Dear Mr Dawkins
I’m a 18 years old. I come from a very religious family in Canada. When I was a child my mother was very abusive with me. I often thought that if there is a god , up there, why didn’t he stop it? why didn’t he heal my mother? I would often read books to escape my mother and fell in love with science, dreaming that one day I would become a scientist. At Sunday school I was probably the most hated child there because I loved asking questions that were impossible to answer. I was often scared by the idea of a all knowing god who was always watching me and judging me, like santa claus, who I also feared. My fears worsened after I my paster told me that god listened only to those whose pray with jesus in there hearts. It crossed my mind that maybe I wasn’t a true believer, so I stopped asking questions on the topic of god and tried desperately to not doubt anything that my paster told me, I was only 8 years old.
When I was 9 years old, I moved to Italy with my mother and her new boyfriend. I hoped for a new start, but the abuse from my mother got worse and I fell into a depression which was followed by self harm, anorexia and I also contemplated suicide at one point. All this happened from age 10 to age 15. I still have scars. In this period my mother was sent back to Canada to get medical help, she was away for a year but she only did 3 months of therapy.

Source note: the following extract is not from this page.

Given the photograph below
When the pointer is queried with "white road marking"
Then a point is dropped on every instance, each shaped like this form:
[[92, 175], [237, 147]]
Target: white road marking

I was 14 at the time and very religious, so in hopes of understanding more about god I read the bible. I was disgusted by it and did some more research on other religions trying to find the one true religion. I concluded that there was no true religion, but there could still be a god, at this point my mother came back to Italy, she was worse than before. I told everyone that she wasn’t better but being only a kid no one listen to me. It was a hard year: I lost my comfort in my religion and my mother was back. my grades suffered and I almost fell into another depression.
After a year my mother went away for good and I happened upon your book ”The selfish gene”. That book changed my life. I started to have passion for science again. After reading ”The god delusion” I gave up on the idea of a god all together. I have now read all of your books and now I want to become a biologist. I want to better human knowledge about the world. I live with my mothers ex-boyfriend in Italy and I plan on going back to Canada at the end of high school to go to university. Now I’m no longer afraid of a man in the sky and I feel so much freer now. your books have given me hope for the future.